We defined bradycardia as a heart rate<50 beats/min, and treated it with 0.5 mg of intravenous atropine. When the systemic pressure decreased more than 30% of the baseline pressure or dropped below 90 mmHg, we administered ephedrine (5 mg).Mean arterial pressure and heart rate was measured at baseline, prespinal, postspinal and at the end of the procedure.
We recorded demographic data (age, height, weight, parity, and gravidity) and surgical and anesthetic variables (Preoperative and total volume of intravenous fluids, estimated blood loss, duration of surgery, and the ambient temperatures in the preoperative area, OR, and PACU).
Statistical Analyses
The primary outcome measure was the core temperature change between two groups from baseline to the end of the surgical procedure.Secondary outcomes included thermal comfort scores during the operation, the incidence of shivering and hypothermia (<36˚C), the core temperature on the arrival at the PACU, neonatal axillary temperature at birth, and Apgar scores at 1 and 5 minutes).
Analysis of covariance for repeated measures was under taken to calculate the sample size.
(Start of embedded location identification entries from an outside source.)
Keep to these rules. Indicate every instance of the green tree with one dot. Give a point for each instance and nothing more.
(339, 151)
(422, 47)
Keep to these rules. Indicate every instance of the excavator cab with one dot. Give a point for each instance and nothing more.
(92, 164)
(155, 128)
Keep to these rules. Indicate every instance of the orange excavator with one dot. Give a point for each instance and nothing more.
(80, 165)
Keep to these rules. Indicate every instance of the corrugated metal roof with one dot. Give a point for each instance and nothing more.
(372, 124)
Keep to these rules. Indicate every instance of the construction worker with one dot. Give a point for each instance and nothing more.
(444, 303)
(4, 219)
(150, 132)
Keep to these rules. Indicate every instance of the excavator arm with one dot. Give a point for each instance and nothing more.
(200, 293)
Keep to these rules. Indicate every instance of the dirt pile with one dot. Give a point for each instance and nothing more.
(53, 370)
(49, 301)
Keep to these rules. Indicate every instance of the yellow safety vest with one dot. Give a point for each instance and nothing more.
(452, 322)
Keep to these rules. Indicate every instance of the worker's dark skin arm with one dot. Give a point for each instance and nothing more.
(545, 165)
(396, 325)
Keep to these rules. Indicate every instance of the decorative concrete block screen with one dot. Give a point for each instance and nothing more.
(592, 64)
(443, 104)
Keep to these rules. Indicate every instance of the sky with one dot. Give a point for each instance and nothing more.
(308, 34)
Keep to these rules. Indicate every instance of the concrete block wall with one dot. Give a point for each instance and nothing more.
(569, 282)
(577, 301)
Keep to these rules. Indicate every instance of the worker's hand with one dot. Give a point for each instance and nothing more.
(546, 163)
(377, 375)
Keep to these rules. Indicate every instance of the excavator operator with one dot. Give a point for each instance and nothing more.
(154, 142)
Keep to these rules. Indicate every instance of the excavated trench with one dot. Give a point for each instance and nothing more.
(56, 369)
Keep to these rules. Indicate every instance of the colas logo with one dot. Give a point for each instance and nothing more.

A bonferroni correction for multiple pairwise comparisons was used, giving an adjusted P value level of significance (P<0.01).A clinically significant difference in the core temperature between study groups was set at 0.4°C according to our pilot trial with a standard deviation of 0.5°C,which was also consistent with Chung et al' s study[23].A sample size of120 patients, including 20% dropouts, was estimated to provide 90% power for detecting a statistically significant difference between groups at an α level of 0.01.
We expressed normally distributed continuous data as means ± SDs, and compared variables between study groups using the Student t test. Nonparametric data are presented as medians (interquartile ranges), and compared between study groups using the Mann–Whitney U test. We investigated associations among discrete variables using the c2 or Fisher exact tests. Two-way repeated measures ANOVA was applied with change from baseline as the dependent variable, and the intervention, time, and the treatment multiplied by time interaction as independent variables. We also used two-way repeated measures ANOVA to assess the core temperature change and the thermal comfort between groups at each timepoint. We performed all statistical analyses using the SPSS software (version 22.0, SPSS, Chicago, IL, USA). We considered P-values <0.05 as statistically significant.